A Spectral Approach for the Design of Experiments: Design, Analysis and Algorithms
This work addresses the challenge of designing efficient experiments for applications such as optimization and simulation, offering a new analytic and computational framework that improves performance in high-dimensional settings.
The paper tackles the problem of constructing high-quality space-filling sample designs by proposing a novel metric to trade-off uniformity and randomness, connecting it to spectral analysis, and developing an optimization framework. The result shows that the proposed spectral designs significantly outperform existing approaches, particularly in high dimensions (2 to 6), as demonstrated in applications like image reconstruction and surrogate modeling.
This paper proposes a new approach to construct high quality space-filling sample designs. First, we propose a novel technique to quantify the space-filling property and optimally trade-off uniformity and randomness in sample designs in arbitrary dimensions. Second, we connect the proposed metric (defined in the spatial domain) to the objective measure of the design performance (defined in the spectral domain). This connection serves as an analytic framework for evaluating the qualitative properties of space-filling designs in general.
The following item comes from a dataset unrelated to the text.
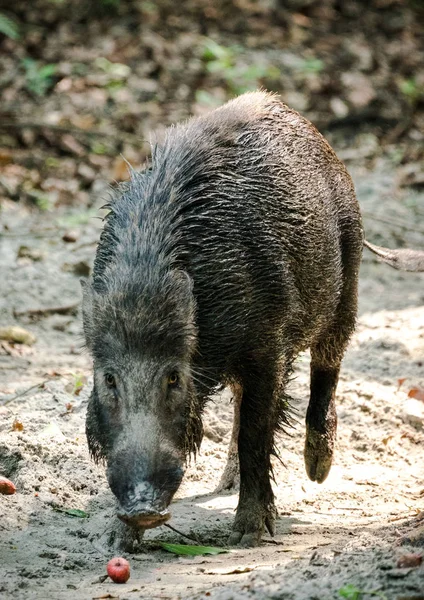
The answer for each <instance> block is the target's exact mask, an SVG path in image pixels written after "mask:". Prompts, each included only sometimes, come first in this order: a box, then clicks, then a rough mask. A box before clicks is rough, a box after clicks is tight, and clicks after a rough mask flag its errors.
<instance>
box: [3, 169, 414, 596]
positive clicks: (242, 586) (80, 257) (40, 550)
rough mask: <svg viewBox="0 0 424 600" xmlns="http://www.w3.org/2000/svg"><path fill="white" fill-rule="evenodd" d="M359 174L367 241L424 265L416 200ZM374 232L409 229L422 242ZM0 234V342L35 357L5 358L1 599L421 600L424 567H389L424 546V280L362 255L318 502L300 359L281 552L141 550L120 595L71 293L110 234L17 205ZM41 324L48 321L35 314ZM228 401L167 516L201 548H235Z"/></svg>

Using the theoretical insights provided by this spatial-spectral analysis, we derive the notion of optimal space-filling designs, which we refer to as space-filling spectral designs. Third, we propose an efficient estimator to evaluate the space-filling properties of sample designs in arbitrary dimensions and use it to develop an optimization framework to generate high quality space-filling designs. Finally, we carry out a detailed performance comparison on two different applications in 2 to 6 dimensions: a) image reconstruction and b) surrogate modeling on several benchmark optimization functions and an inertial confinement fusion (ICF) simulation code. We demonstrate that the propose spectral designs significantly outperform existing approaches especially in high dimensions.